Due to the peculiar geography of the USA - we are not all "blooming" on the same schedule. The plan to "open things back up" is not referring to the whole nation - but to areas where the curve appears to be behind them. That first place will be NY, and that day will be about two weeks from now, or maybe sooner.


Not cured. Not gone. Not fixed. Just that the worst is behind them - whoever was going to get infected is already done - and most aysmptomatic carriers have cleared up.
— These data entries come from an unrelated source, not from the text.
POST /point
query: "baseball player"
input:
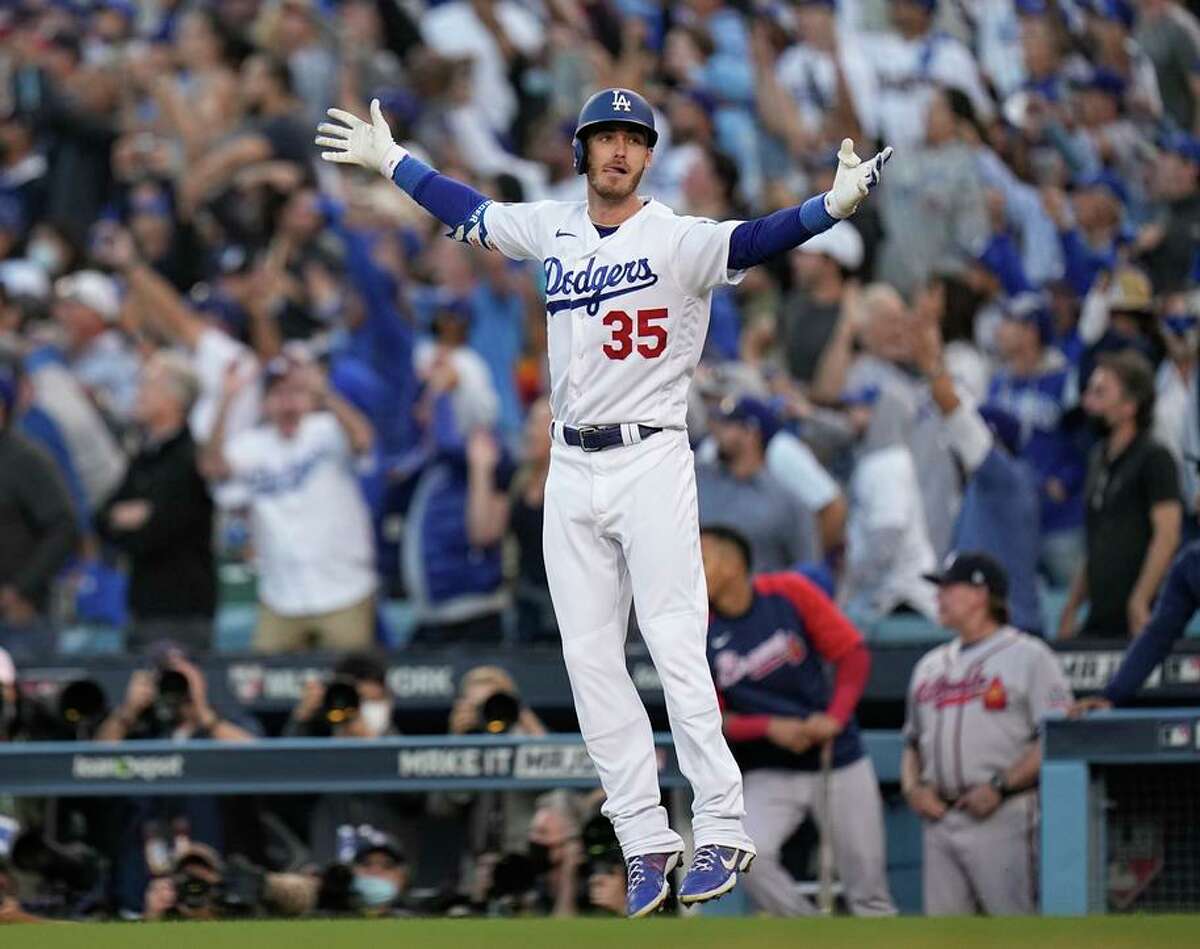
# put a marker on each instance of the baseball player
(769, 638)
(972, 755)
(628, 290)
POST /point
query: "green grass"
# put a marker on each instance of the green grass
(1095, 932)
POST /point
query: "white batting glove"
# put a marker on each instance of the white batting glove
(853, 180)
(357, 142)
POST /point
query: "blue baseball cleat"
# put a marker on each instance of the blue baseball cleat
(713, 872)
(647, 882)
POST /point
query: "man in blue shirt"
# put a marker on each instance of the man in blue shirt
(1176, 606)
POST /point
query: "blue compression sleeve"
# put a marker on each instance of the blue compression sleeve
(754, 241)
(1173, 612)
(449, 200)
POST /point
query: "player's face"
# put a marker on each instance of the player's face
(957, 602)
(617, 158)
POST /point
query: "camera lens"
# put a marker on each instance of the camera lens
(341, 702)
(501, 713)
(173, 685)
(82, 701)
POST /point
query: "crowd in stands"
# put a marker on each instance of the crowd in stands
(216, 350)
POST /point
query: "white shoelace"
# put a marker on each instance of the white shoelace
(636, 871)
(705, 858)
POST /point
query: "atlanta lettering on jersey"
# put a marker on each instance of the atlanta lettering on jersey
(779, 649)
(942, 691)
(593, 284)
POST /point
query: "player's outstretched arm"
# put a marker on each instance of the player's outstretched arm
(352, 140)
(754, 241)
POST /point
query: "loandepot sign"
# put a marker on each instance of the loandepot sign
(126, 767)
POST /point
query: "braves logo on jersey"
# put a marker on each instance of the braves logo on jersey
(589, 287)
(781, 648)
(943, 692)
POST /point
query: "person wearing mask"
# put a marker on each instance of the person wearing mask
(1000, 505)
(87, 307)
(810, 313)
(739, 487)
(1133, 504)
(887, 540)
(880, 320)
(161, 516)
(1039, 388)
(934, 211)
(312, 530)
(37, 532)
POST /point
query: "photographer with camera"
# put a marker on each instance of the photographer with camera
(355, 703)
(171, 702)
(168, 702)
(198, 884)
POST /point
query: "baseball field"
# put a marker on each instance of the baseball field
(1095, 932)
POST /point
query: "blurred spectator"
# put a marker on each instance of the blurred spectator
(535, 618)
(87, 306)
(364, 709)
(501, 38)
(910, 62)
(167, 702)
(293, 31)
(489, 702)
(546, 880)
(1133, 504)
(381, 875)
(769, 640)
(460, 506)
(1169, 35)
(880, 320)
(1000, 505)
(162, 312)
(355, 703)
(1039, 389)
(933, 208)
(312, 532)
(23, 169)
(1177, 406)
(161, 516)
(809, 314)
(277, 130)
(37, 533)
(1167, 241)
(1169, 622)
(737, 487)
(887, 541)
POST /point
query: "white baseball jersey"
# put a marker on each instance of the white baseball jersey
(973, 710)
(628, 313)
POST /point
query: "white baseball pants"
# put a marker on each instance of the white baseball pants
(622, 524)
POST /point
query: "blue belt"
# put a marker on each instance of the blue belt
(600, 437)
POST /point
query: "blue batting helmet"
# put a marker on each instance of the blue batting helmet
(610, 106)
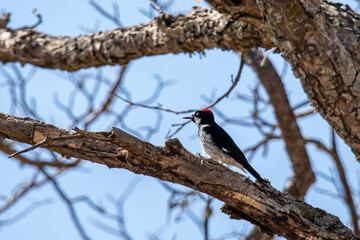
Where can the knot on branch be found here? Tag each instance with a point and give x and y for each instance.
(165, 20)
(173, 146)
(4, 20)
(236, 214)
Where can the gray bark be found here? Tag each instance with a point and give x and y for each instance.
(273, 211)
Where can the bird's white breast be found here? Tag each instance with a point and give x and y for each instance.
(213, 151)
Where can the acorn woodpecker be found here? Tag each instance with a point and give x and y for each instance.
(218, 144)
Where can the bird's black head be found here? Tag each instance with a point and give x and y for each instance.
(203, 116)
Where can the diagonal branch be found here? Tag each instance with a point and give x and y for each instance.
(273, 211)
(199, 30)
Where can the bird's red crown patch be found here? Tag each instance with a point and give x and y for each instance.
(207, 110)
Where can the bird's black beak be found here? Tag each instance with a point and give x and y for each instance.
(189, 117)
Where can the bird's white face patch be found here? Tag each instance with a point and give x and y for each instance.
(197, 120)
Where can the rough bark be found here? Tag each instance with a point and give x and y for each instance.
(320, 41)
(318, 38)
(302, 174)
(199, 30)
(275, 212)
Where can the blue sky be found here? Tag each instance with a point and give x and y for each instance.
(146, 208)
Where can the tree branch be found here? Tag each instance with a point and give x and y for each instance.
(199, 30)
(275, 212)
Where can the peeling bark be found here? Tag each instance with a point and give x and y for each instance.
(320, 41)
(199, 30)
(273, 211)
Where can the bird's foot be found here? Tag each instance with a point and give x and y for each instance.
(201, 157)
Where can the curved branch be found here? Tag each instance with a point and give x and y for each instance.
(275, 212)
(199, 30)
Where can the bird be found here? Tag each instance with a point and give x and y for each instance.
(218, 144)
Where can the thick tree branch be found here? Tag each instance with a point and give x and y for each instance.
(275, 212)
(199, 30)
(320, 41)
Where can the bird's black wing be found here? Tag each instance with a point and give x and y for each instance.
(223, 141)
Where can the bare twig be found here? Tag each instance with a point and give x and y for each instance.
(69, 203)
(45, 141)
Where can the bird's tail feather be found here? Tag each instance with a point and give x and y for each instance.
(251, 170)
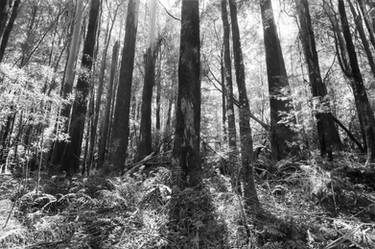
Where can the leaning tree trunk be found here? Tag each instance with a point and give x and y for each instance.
(145, 138)
(4, 9)
(364, 110)
(69, 74)
(368, 22)
(72, 152)
(228, 89)
(120, 131)
(158, 100)
(186, 154)
(8, 29)
(279, 90)
(327, 131)
(107, 113)
(362, 34)
(250, 194)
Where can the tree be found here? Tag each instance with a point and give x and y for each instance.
(145, 139)
(99, 93)
(250, 194)
(186, 153)
(327, 131)
(72, 152)
(228, 92)
(365, 113)
(8, 29)
(278, 85)
(107, 113)
(4, 8)
(67, 85)
(120, 132)
(362, 34)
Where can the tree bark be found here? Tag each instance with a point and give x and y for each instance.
(120, 131)
(228, 91)
(72, 152)
(68, 81)
(327, 131)
(364, 110)
(279, 90)
(186, 159)
(4, 9)
(367, 20)
(362, 34)
(5, 36)
(145, 138)
(158, 99)
(107, 113)
(250, 195)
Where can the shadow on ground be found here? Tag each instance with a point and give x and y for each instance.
(193, 222)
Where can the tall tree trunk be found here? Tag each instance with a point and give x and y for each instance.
(120, 131)
(158, 99)
(4, 9)
(100, 90)
(364, 110)
(223, 97)
(186, 153)
(250, 194)
(69, 74)
(5, 36)
(367, 20)
(77, 121)
(327, 131)
(232, 137)
(279, 90)
(342, 55)
(145, 138)
(107, 113)
(362, 34)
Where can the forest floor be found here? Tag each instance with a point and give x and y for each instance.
(307, 204)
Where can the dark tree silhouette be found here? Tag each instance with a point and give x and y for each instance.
(327, 131)
(186, 154)
(279, 90)
(72, 151)
(120, 131)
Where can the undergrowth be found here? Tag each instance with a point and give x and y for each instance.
(306, 204)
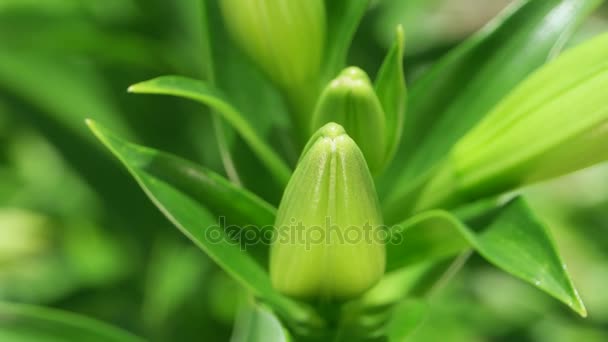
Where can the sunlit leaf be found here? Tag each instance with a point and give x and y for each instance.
(24, 323)
(405, 318)
(390, 87)
(202, 92)
(457, 92)
(177, 188)
(515, 241)
(258, 324)
(343, 17)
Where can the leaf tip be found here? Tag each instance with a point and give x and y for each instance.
(133, 88)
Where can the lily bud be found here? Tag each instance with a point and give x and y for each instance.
(350, 100)
(284, 37)
(329, 243)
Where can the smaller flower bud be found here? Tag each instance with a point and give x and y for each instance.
(328, 242)
(350, 100)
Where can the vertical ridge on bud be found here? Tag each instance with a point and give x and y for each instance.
(328, 244)
(350, 100)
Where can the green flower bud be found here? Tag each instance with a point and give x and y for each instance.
(329, 241)
(284, 37)
(350, 100)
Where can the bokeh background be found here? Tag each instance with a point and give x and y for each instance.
(77, 234)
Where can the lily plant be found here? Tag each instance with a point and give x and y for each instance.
(363, 194)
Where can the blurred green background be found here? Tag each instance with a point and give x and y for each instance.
(76, 232)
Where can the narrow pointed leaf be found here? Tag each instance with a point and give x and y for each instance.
(406, 317)
(28, 323)
(391, 90)
(200, 91)
(566, 97)
(343, 17)
(258, 324)
(169, 187)
(457, 92)
(515, 241)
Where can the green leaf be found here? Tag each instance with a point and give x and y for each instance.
(406, 317)
(457, 92)
(258, 324)
(391, 91)
(21, 323)
(200, 91)
(175, 186)
(35, 79)
(343, 17)
(566, 97)
(515, 241)
(209, 72)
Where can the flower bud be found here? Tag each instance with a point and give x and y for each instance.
(350, 100)
(328, 242)
(284, 37)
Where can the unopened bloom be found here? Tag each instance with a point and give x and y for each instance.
(329, 242)
(350, 100)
At that point - maybe - maybe - NY can ease up on SOME restrictions - because to keep NY locked down until all of North Dakota is through the curve - is just...well, it's months from now. We'll need a few more trillion.


So I get it - the idea - to "open up" as soon as possible. It was never meant to imply everywhere simultaneously. But I think you can expect it to happen - some place will "open up" while another place is suffering horribly. Just like now but in reverse.